Fork me on GitHub
#code-reviews
<
2021-01-24
>
Joe16:01:56

Hi, I have a simple kd-tree / nn-search implementation https://github.com/RedPenguin101/kd-tree/blob/main/src/kdtree/kdtree.clj, and I'm confused about some of the behaviour.

(time (map search big-range))
  ;; 0.36ms

  (time (count (map search big-range)))
  ;; ~30000ms
I'd assume that the reason the first was so quick was something to do with laziness - but when I run it, it does output the result back to my REPL (in much less than 30 seconds), so it must actually be doing the work. Can someone explain what is going on here? I'd also appreciate any help on how I could speed it up. 30 seconds is not significantly faster than a brute force approach, and any feedback generally on the code.

Max Deineko17:01:29

The time you see in the first case is only the time needed to build the lazy sequence, without realizing it.
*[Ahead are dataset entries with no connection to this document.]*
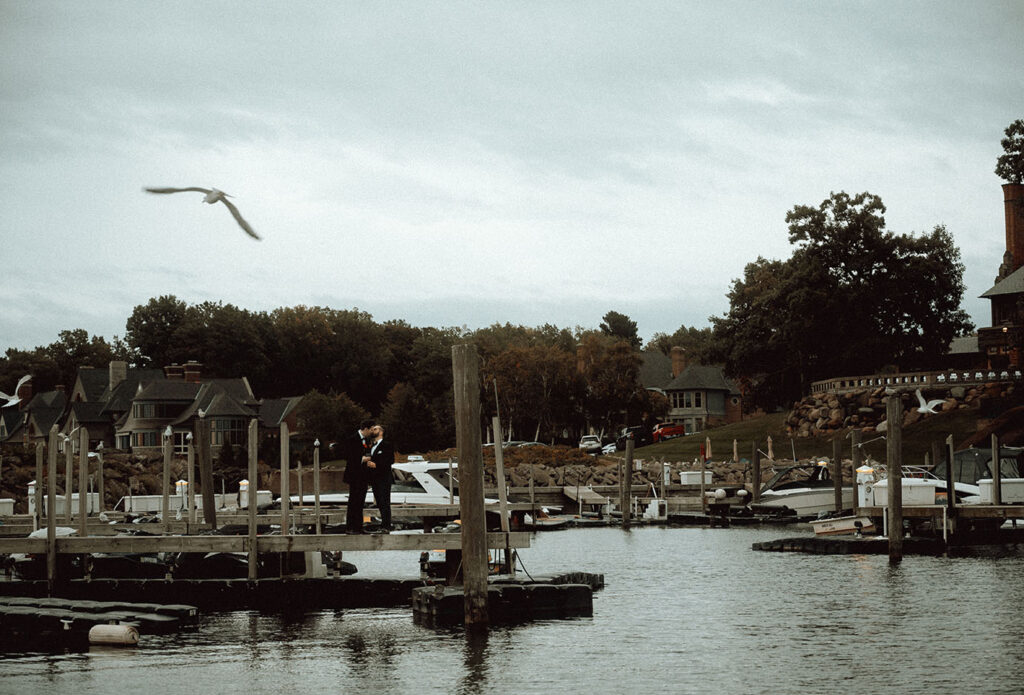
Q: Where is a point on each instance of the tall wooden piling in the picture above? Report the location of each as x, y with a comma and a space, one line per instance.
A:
838, 474
756, 473
51, 512
626, 483
316, 484
40, 457
466, 378
996, 473
69, 477
83, 481
285, 469
856, 455
251, 502
190, 478
206, 473
894, 454
165, 502
101, 506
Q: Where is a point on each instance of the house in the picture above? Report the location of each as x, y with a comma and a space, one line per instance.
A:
699, 395
1003, 342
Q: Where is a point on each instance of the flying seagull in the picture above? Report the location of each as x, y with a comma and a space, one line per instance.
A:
212, 196
13, 399
930, 405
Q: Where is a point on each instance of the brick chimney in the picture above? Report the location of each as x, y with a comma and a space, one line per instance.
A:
679, 361
25, 393
1013, 205
118, 373
194, 372
174, 372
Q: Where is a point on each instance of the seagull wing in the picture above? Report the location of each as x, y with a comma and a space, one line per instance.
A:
176, 190
239, 219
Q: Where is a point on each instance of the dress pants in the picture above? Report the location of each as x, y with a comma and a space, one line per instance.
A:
356, 500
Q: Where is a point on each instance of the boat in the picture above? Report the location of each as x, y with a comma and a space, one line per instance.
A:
848, 525
416, 482
802, 490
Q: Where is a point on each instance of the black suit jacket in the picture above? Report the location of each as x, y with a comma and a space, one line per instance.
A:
383, 457
352, 451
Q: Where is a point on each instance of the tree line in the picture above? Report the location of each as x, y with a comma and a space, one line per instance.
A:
851, 299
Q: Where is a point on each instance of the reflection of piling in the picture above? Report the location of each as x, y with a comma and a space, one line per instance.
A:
894, 453
466, 379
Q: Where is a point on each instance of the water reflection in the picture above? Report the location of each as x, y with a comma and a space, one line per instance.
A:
474, 680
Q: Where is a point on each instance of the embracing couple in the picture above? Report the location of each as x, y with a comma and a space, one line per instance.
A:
368, 466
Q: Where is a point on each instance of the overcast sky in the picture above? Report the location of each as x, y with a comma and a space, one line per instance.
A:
465, 164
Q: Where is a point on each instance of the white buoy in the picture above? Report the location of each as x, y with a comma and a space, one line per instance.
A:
116, 635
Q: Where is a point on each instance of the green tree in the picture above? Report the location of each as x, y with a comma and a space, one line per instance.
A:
621, 327
852, 298
1010, 165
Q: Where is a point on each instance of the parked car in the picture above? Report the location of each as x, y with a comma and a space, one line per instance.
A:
638, 434
590, 443
668, 431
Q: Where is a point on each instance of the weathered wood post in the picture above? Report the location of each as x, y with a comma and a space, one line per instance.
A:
40, 454
190, 478
69, 476
316, 483
206, 473
165, 503
894, 453
466, 378
756, 474
626, 482
856, 455
83, 482
996, 473
838, 474
51, 512
251, 502
99, 478
285, 454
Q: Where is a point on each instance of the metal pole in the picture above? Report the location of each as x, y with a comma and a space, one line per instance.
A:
466, 379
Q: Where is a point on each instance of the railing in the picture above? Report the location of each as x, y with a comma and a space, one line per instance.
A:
915, 380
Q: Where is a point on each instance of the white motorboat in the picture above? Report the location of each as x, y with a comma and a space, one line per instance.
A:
803, 490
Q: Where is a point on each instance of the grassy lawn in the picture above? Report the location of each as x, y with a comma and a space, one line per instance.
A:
916, 439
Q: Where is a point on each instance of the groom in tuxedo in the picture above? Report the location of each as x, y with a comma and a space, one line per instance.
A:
379, 463
354, 447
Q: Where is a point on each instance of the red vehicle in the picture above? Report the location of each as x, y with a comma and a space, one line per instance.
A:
669, 431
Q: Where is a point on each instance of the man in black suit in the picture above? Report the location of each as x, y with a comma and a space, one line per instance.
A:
379, 469
356, 475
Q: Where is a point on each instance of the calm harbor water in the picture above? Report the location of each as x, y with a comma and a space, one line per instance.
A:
685, 610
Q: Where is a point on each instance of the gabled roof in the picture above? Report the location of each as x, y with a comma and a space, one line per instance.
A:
1011, 285
701, 378
273, 410
655, 370
166, 389
89, 414
119, 400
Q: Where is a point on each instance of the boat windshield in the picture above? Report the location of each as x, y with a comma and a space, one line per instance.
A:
972, 465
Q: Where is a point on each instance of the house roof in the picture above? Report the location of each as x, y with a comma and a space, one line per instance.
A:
273, 410
89, 414
655, 370
701, 378
1011, 285
94, 382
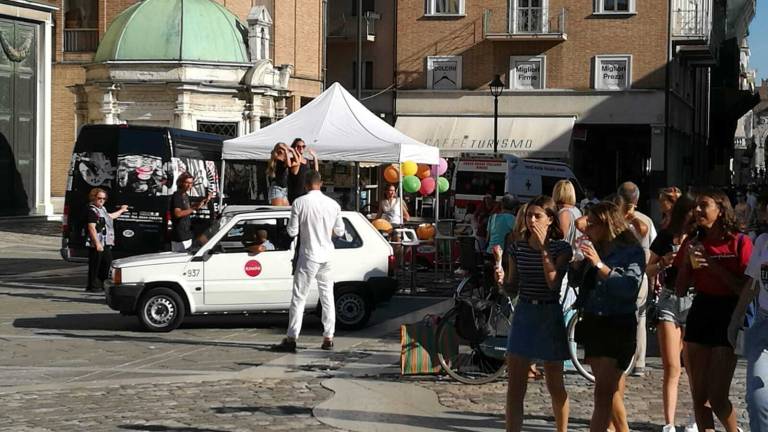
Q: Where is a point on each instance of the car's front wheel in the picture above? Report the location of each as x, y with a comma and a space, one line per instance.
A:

Something like (time (doall (map search big-range))) should report the time you're interested in

Joe17:01:06

Ah I see, thank you! Unfortunately that means the algorithm is just slow 😞

Max Deineko18:01:31

Not necessarily 🙂 For one thing I'm not sure if you intended to build the tree anew in every search call:

(def tree (kd-tree big-points 0))
(def search #(nn-search tree % md))
will cut those 30secs in half approximately.

Max Deineko18:01:49

Apart from that, I'd try profiling the code -- e.g. with https://github.com/ptaoussanis/tufte -- and see where that time is spent. Just from a quick glance: is it possible that undraw as well as its use could be optimized to cause fewer/shallower recursive calculations?

Joe18:01:00

Oh wow, no I definitely didn't intend to rebuild the tree on every call. I thought deffing search like this (def search #(nn-search (kd-tree big-points 0) % md)) would build the tree only once, is that not the case?

Joe18:01:13

Well look at that, down to 13 seconds. Awesome, thanks! I'll give the profiler a go too

👍 3
Max Deineko18:01:59

Yes, you'll want something like def or let inside your definition of search , otherwise that form will be evaulated on every call

Joe19:01:15

The profiler worked great! Turns out nearly all the run time was in the distance calculation md, which was being called 2m times. Changing that to unchecked math changed it from 13s to < 1 second 😄

🙌 6
Max Deineko19:01:19

Glad it helped!

👍 3